Kansas City argues that teachers’ contracts differ from the contract alleged by Veling in that there was a specific statutory directive that teachers’ contracts were to be construed under the general law of contracts, thereby making the doctrine of substantial compliance available for use in evaluating them. This provision reads as follows:
The contract required by sections 168.101 [time and manner of originally employing teachers] and 168.111 [time and manner for reemployment of teachers] shall be construed under the general law of contracts ....
This directive makes no reference to section 432.070. The statutory clause makes reference to application of the general law of contracts only to sections 168.101 and 168.111. There is also no indication that the court relied on this directive to apply the doctrine of substantial compliance to section 432.070. Kansas City’s argument that the application of the doctrine of substantial compliance as it pertains to section 432.070 stems from a special statutory provision governing interpretation of teacher contracts is unpersuasive.
Kansas City also cites the cases of Donovan v. City of Kansas City, 352 Mo. 430, 175 S.W.2d 874 (1943), and Kansas City v. Rathford, 353 Mo. 1130, 186 S.W.2d 570 (1945), as standing for the proposition that the requirements of section 432.070 are mandatory and must be strictly enforced.
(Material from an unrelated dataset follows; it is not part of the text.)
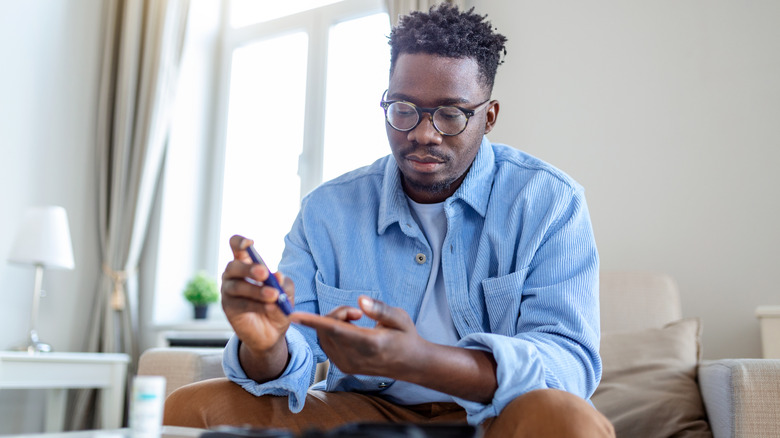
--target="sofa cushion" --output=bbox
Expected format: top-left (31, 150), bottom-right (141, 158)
top-left (591, 318), bottom-right (712, 437)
These cases are distinguishable from the case at bar as the parties seeking recovery were trying to enforce oral statements or representations of the municipality or its representatives. Respondent also cites Kennedy v. City of St. Louis, 749 S.W.2d 427 (Mo.App.1988), as support for its position, but this case is distinguishable on its facts from the case at bar.
After the initial requisition was exhausted, however, forms for additional requisitions were forwarded to the Commissioner of Purchases, who would telephonically order additional perishable goods from plaintiffs decedent and direct delivery thereof. Id. The Commissioner retained the original and all copies of the requisition forms. Id. Copies of invoices were provided to defendant by plaintiffs decedent, who sought enforcement of the telephonically placed orders. Id. The court refused to enforce the contract alleged by plaintiff despite the history of dealings between the parties, stating that section 432.070 required a contract with a municipality to be in writing. Id. at 881-82.
In Rathford, the plaintiff city filed conspiracy and fraud charges against defendants and alleged that no written contract was entered for a waste water survey defendant was to provide, and defendants, conspiring to defraud, induced payment by the city. In response, defendants alleged an oral contract based on instructions from the acting director of the plaintiffs water department. The court declined to find that a contract existed between the parties absent a writing complying with the requirements of section 3349, RSMo 1939, and a municipal ordinance similar to the one presented by the case at bar (section 3349, RSMo 1939, is now section 432.070). Rathford, 186 S.W.2d at 574. The court stated that the fact a municipality received the benefit of a performance by the other party does not make the municipality liable either on the theory or ratification, estoppel or implied contract. Id. Such a situation is distinguishable from cases where there were mere irregularities in the exercise of power. Id. at 575. Again, no contract in writing was alleged by the party asserting existence of a contractual relationship.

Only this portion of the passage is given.